Visconti and Garber declined to comment. Their lawyer denied the allegations and accused GoldenTree of exaggerating "an ordinary business dispute" and driving Axium out of business.

"The salacious allegations leveled against Mr. Visconti and Mr. Garber are a transparent and misplaced attempt to deflect attention from GoldenTree's own highly questionable role in Axium's demise," attorney Ellyn S. Garofalo said.

GoldenTree lawyer Wayne S. Flick called the dispute anything but ordinary.

"Rather, it is an extraordinary case of massive fraud, theft, self-dealing and the looting of a company by its principals," he said.

Visconti bought Axium in December 2001, became chief executive and hired Garber, a former general counsel to the Koo Koo Roo restaurant chain, to run it.

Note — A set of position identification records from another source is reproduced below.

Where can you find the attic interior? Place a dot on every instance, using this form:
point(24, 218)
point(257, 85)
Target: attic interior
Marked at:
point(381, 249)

Headquarters was a building at 5800 Wilshire Blvd. and an adjacent house converted to offices that Visconti had fortified with bulletproof glass, former employees said.

"That house was like a fortress," said Randy Klinenberg, who headed a software unit.

Born in Iran in 1942, Visconti moved with his family to the United States as a child and later spent 14 years in Europe before settling in Southern California.

"I knew him in London," recalled Arnold Soloway, who founded the talent agency Artists Group, "but his name wasn't Visconti."

Soloway knew him then as nightclub owner John Manocheri, and the lawsuit says he's also gone by Bijan Manoochehri. By the 1980s, he used Visconti and operated a 150-seat restaurant by that name in Santa Monica.

An associate said Visconti's name is from an Italian nanny who raised him after his mother died when he was 4.

"He became a citizen in 1994 and changed his name for no other reason than simplifying things," said the associate, who was not authorized to comment because of the lawsuit.

A private investigator working for Visconti's estranged wife, Maha, 27, found six Social Security numbers linked to his name, according to a report in the divorce file.